Quant à la carte de résident, elle existera encore, à condition d’avoir satisfait pendant 5 ans, au moins,  aux exigences de l’administration, et d’avoir progressé assez dans la connaissance de la langue française pour avoir atteint le niveau 2 selon la norme européenne.
On est aux antipodes des revendications portées par les collectifs et associations, aux antipodes des appels que nous avons élaborés ou cosignés ensemble, que ce soit celui d’UCIJ (Unis Contre Immigration Jetable) ou celui lancé par des organisations parisiennes, rendez-nous  la carte de résident,  qui a pris une dimension nationale, encore plus de la revendication de régularisation globale portée par des collectifs de sans-papiers….

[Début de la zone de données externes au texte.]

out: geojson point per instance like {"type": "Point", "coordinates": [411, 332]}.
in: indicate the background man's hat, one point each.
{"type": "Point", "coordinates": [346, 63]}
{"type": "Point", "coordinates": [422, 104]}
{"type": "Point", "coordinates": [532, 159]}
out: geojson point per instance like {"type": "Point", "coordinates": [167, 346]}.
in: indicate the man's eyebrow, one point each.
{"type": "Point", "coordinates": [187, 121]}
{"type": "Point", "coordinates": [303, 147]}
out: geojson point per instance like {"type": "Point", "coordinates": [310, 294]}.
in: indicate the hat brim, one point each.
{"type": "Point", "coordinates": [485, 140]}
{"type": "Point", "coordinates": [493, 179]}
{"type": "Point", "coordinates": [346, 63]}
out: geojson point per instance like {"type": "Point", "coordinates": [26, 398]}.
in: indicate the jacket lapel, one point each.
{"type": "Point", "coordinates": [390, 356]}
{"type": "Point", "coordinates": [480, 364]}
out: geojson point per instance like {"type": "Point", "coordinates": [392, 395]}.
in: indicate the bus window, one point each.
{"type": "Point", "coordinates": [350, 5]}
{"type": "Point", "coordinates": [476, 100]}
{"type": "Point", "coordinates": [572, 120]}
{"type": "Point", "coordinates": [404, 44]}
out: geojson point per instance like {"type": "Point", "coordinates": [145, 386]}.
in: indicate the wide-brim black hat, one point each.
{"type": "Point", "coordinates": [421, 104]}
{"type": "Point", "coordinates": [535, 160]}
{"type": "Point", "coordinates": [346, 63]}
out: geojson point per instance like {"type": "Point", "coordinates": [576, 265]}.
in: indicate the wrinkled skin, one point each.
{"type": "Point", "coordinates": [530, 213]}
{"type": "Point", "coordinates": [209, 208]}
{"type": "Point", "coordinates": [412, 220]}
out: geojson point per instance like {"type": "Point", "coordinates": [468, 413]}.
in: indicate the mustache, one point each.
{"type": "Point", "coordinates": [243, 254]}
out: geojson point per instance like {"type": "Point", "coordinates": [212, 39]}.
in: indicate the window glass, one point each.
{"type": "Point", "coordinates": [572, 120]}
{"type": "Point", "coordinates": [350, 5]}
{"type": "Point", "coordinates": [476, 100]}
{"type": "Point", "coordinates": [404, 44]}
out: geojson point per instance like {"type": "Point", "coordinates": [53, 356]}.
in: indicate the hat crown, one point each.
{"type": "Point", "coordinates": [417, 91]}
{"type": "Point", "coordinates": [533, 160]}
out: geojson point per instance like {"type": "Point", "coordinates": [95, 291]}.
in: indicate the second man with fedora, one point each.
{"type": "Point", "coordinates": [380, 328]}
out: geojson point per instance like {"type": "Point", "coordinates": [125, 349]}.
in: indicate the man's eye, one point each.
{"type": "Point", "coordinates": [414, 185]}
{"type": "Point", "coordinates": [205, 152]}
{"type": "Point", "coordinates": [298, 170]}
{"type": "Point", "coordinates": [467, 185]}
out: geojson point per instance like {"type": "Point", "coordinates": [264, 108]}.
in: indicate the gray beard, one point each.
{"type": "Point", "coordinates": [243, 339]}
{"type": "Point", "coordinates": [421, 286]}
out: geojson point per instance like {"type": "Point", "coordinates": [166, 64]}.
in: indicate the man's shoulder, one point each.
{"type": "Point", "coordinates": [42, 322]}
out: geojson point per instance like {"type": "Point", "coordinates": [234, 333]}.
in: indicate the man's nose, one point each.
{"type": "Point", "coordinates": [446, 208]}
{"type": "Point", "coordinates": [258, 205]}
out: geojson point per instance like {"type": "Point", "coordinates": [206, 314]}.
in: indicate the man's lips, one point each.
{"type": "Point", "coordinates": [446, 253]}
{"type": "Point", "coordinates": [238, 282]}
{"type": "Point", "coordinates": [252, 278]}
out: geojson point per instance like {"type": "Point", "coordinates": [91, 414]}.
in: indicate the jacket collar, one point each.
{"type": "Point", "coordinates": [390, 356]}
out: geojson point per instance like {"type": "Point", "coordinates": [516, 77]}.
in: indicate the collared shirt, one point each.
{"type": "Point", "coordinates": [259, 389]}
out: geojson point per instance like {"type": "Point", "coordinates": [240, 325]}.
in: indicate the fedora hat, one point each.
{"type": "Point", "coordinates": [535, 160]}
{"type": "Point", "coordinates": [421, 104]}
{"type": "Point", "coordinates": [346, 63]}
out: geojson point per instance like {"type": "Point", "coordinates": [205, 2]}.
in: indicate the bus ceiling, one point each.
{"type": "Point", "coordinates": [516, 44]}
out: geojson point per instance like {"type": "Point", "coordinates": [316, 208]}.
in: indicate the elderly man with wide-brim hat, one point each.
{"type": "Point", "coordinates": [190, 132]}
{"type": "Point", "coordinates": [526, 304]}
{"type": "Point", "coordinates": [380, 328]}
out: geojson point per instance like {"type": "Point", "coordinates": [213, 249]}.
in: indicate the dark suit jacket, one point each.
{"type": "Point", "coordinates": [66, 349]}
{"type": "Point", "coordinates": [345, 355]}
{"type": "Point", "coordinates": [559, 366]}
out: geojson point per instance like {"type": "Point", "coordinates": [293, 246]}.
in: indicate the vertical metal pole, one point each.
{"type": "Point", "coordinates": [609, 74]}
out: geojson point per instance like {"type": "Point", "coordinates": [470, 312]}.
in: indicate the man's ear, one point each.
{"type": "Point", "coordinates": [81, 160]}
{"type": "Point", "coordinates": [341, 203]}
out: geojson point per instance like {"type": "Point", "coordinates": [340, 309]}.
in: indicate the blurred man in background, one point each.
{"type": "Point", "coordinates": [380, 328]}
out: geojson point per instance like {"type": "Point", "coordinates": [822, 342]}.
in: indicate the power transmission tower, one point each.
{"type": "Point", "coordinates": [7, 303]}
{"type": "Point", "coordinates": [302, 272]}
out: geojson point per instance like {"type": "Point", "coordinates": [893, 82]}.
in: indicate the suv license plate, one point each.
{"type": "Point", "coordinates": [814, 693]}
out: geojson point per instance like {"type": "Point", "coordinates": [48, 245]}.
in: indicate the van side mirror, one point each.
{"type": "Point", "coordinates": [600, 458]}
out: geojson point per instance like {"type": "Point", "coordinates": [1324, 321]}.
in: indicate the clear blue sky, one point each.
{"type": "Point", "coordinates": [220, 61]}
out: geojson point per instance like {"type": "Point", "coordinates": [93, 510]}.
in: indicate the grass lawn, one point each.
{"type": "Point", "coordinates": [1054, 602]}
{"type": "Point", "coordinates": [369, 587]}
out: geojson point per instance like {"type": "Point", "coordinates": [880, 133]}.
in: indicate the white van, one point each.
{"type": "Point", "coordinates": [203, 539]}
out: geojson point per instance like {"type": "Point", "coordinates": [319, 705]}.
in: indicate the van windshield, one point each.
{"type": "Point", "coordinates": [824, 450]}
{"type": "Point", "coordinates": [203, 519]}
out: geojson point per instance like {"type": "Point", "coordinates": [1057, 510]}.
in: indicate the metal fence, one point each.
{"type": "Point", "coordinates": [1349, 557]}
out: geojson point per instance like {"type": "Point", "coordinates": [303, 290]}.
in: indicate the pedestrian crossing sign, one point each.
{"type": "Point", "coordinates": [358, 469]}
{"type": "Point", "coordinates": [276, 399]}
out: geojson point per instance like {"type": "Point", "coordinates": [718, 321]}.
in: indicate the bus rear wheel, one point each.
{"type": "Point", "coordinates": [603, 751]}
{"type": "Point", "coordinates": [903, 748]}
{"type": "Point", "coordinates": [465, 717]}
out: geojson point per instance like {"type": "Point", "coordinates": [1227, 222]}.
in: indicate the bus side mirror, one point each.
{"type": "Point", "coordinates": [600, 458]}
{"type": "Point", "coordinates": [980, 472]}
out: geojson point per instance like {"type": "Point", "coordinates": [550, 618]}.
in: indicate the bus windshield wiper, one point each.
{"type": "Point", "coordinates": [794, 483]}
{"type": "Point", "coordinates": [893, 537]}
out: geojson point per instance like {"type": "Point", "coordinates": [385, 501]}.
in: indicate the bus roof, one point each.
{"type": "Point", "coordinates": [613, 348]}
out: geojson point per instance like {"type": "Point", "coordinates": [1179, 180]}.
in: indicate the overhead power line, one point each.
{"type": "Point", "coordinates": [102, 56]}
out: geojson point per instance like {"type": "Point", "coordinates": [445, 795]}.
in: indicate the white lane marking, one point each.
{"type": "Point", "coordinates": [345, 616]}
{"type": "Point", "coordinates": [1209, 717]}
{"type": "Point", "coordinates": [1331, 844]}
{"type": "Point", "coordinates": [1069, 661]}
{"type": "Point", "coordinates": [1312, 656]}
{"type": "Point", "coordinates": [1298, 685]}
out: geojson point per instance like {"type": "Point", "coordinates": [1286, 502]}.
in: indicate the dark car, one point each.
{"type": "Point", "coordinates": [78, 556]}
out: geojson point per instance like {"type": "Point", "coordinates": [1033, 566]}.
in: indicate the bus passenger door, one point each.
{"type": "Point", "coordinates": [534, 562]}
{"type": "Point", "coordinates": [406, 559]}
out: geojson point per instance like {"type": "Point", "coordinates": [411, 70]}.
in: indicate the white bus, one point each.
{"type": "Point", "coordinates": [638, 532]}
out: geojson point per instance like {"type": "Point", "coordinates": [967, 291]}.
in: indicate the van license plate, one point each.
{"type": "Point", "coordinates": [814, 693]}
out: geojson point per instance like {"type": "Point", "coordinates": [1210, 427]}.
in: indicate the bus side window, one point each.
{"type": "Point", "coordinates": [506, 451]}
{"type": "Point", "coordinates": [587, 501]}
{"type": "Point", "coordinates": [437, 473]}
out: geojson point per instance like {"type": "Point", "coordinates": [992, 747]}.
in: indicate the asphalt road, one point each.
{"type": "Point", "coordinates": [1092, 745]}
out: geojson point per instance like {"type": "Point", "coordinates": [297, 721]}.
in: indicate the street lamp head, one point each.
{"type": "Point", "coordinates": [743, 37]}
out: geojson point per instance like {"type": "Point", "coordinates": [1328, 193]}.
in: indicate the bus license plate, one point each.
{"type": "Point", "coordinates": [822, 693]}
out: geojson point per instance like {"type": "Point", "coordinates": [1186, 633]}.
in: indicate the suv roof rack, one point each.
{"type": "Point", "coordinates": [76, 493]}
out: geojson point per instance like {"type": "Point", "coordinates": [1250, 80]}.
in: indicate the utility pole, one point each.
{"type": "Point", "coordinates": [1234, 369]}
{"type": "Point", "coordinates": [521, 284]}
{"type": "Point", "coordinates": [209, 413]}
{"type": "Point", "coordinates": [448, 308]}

Bien sûr, il y aura la bataille parlementaire, peut-être en 2015…mais qu’en attendre sinon le pire, si on ne parvient pas à rendre plus audibles nos valeurs et nos propositions pour que la liberté de circulation et d’installation des êtres humains soient les principes de la politique et de la loi, dans un France solidaire des peuples du monde ? Pour que la régularisation de tous et de toutes, qui travaillent, qui étudient, qui vivent ici, ça devienne le droit et la loi ?
Comment, ensemble, pour y parvenir, travailler à un changement de cap idéologique et politique, rassembler largement et avec assez de forces, sur quels mots d’ordres concrets, mobilisateurs, populaires ?
C’est pour en débattre que cette rencontre est organisée.
 Peut-être l’anniversaire de la convention internationale sur les droits des travailleurs migrants et de leurs familles, que la France ni aucun « pays riche » n’a ratifiée, pourrait nous donner un repère pour avoir d’ici là des initiatives communes préparant un ou des évènements le 18 décembre.